A Core AI company, on the other hand, is wrapped around the central data pipeline and every function is designed to improve the efficiency and quality of this pipeline. An example is Clara Labs, which creates an email-based meeting scheduling assistant powered by AI. Their entire company structure is built around improving the ongoing quality of their annotations and cycling feedback on the quality of their results back into the model and worker training functions. The first question they ask is "how can we change our processes to improve the quality of our data?" rather than "how can we get better data from our existing processes?"

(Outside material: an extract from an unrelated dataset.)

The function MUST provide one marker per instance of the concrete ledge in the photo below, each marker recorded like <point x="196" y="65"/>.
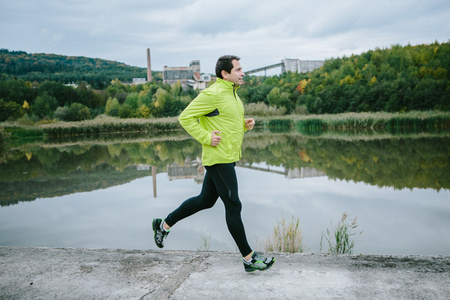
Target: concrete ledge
<point x="69" y="273"/>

Core AI companies are those who drive the forefront of the AI Revolution. They are the ones who will benefit from the Virtuous Cycle of AI Products and who often build the products that support AI Assisted companies. They know that their competitive advantage is derived from the quality of their research and technical talent and invest accordingly to support them with great tooling, infrastructure and data.

Closing Thoughts

Every company trying to raise money or sound good in the press will claim to be "AI-Driven" in some way but the metrics above should help separate the wheat from the chaff. It's important to get the optics right but it's even more important that executives and leaders don't conflate what it means for their organizations to be in one category versus another because it can lead to overspending, poor execution or, ultimately, disruption at the hands of startups with much more clarity and focus.